Dynamic range: The higher the dynamic range, the better the scanner will cope with extreme contrast and density. In practice, the figure is often calculated from the bit-depth, and makes no allowances for signal-to-noise ratios which can render much shadow unusable in cheaper scanners.

Scan speeds: Sometimes quoted by makers as an indication of how fast you might be able to scan a text document, for example. Like maximum printer speeds, they’re quoted under ideal circumstances and make no allowance for descreening filters or sharpening options.

Interface options: FireWire and USB 2.0 are both many times faster than USB 1.1, and are worth having – though arguably not worth paying a great deal extra for. The increased speed of more expensive scanners comes from their components and design as much as from faster interfaces. The final data transfer isn’t the only bottleneck.

16/48-bit output: 16-bit files are useful for heavy tonal modifications with minimum image ‘damage’, but only a limited number of image-editors can handle 16-bit files. Of those that do, you’ll find they’re limited to certain editing functions only. With the right scanner and initial adjustments, 16-bit output is far from essential.
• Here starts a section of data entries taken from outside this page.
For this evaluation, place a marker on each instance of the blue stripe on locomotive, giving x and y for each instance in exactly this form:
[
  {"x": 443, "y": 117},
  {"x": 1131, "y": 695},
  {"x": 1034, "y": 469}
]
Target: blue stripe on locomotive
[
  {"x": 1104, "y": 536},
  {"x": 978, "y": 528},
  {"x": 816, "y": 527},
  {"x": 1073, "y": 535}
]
The right scanning steps in the right order

The first process in any scanning job should be the prescan/preview. (Film scanners with filmstrip holders can produce an index scan before this stage.) This produces a low-res on-screen scan that’s fine for modifying colour balance. With heavy image modification, though, you may need to repeat the prescan to get an accurate preview.

Many scanners offer an Auto Crop function which creates a marquee around the image area. This can save time, but may not work properly if the original is slightly skewed. You might as well crop the shot at this stage rather than in Photoshop, because it’ll produce a smaller scan file that’s just that little bit easier to handle when editing.

It’s easy to get in a tangle if you start trying to juggle resolution and image size. The easiest approach is to scan at an optical resoluton that extracts all the detail in the original (roughly 300dpi in a print, 2700dpi for a negative) without scaling the image at all. This captures all useful detail, and you can worry about print size and res later.

Few flatbeds offer an ‘exposure’ setting, but it’s an important tool in most film scanners. This copes with unduly dark slides, by slowing down the scanning head so that the CCD accumulates more light for better shadow penetration. In many film scanners you can adjust the exposure manually, though it’s possible to do it automatically.

Photoshop may be powerful, but there are good arguments for carrying out tonal and colour adjustments using your scanning software. Here, a modest curve adjustment has lifted the shadow detail without clipping the highlights. This level of control is usually found only on photo-orientated scanners, though.

Regardless of resolution or price, all scanners produce slightly soft images. They all come with a sharpening function which may do a good job, though you’re likely to need more sophisticated unsharp masking controls for higher-res images. The Minolta film scanner used here offers high-end controls. Otherwise, it’s a job for your image-editor.